Factors associated with recruitment in clinical trials using stepwise logistic regression analysis are shown in table 2. Age under 80 years, white or African-American race (compared with others), history of hypertension, evaluation by a specialty team (compared with general practitioner), and the use of intravenous thrombolysis were independently associated with recruitment in clinical trials. There was no relationship between patient’s gender and recruitment in clinical trials.

Table 2.

Independent factors associated with patient recruitment in clinical trials (UHC bench marking study 2005)

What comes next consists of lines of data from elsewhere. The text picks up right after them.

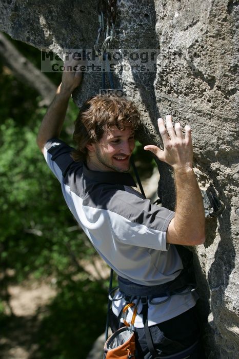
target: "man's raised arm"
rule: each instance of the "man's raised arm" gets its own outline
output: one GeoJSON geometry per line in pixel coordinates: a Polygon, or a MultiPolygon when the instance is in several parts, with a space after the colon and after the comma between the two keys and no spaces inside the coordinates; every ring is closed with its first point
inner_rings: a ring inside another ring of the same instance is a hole
{"type": "MultiPolygon", "coordinates": [[[[72,66],[78,62],[73,59],[65,65],[72,66]]],[[[36,139],[36,143],[43,153],[44,146],[48,139],[58,137],[66,117],[69,99],[74,89],[78,86],[82,79],[81,72],[64,71],[62,83],[56,90],[55,96],[42,121],[36,139]]]]}
{"type": "Polygon", "coordinates": [[[172,123],[166,116],[166,128],[162,118],[158,120],[164,149],[156,146],[145,147],[161,161],[173,168],[177,198],[175,215],[167,231],[168,243],[194,246],[202,244],[205,237],[205,219],[203,199],[192,169],[192,143],[191,129],[185,126],[185,136],[179,122],[172,123]]]}

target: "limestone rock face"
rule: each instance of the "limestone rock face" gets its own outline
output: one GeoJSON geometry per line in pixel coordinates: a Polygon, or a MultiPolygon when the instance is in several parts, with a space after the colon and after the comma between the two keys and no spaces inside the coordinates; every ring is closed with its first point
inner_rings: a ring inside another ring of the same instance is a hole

Clinical variables* Total patients Patients recruited in clinical trial n(%) Odds ratio (95% confidence interval)
Age
   Under 80 years 978 69 (7.1%) 2.2 (1.0-4.9)
   80 years or older 278 8 (2.9%) Reference
Race
   White or black 1097 72 (6.6%) 2.5 (0.98-6.6)
   Others 159 5 (3.1%) Reference
Specialty team
   Yes 1003 76 (7.6%) 14.8 (2.0-108)
   No 253 1 (0.4%) Reference
Thrombolytics administered
   Yes 108 30 (27.8%) 8.4 (4.9-14.4)
   No 1148 47 (4.1%) Reference
Hypertension
   Yes 956 61 (6.4%) 1.9 (1.0-3.4)
   No 300 16 (5.3%) Reference
*

Variables selected using stepwise logistic regression from age(80+/<80), gender, race (white or black/others), smoking (current/past/ never), history of stroke (yes/no), history of hypertension (yes/no), history of hyperlipidemia (yes/no), history of diabetes mellitus (yes/no), time of arrival to ED (<2h/≥2h hours), thrombolytics administered (yes/no), stroke severity (mild/moderate, severe or unknown), primary team (speciality/nonspecialty).

Patients who were recruited in clinical trials were more likely to have intracranial hemorrhage (6% vs 2%, p<0.05) and progression of stroke (12% vs 3%, p<0.05) during hospitalization compared to patients who were not recruited in clinical trials. There was no difference in other in-hospital complications, mortality, length of stay in hospital, and recurrence of stroke between two groups (see table 3).

Table 3.

Comparison of in-hospital complications and outcome variables between patients recruited and those not recruited in clinical trials (UHC bench marking study 2005)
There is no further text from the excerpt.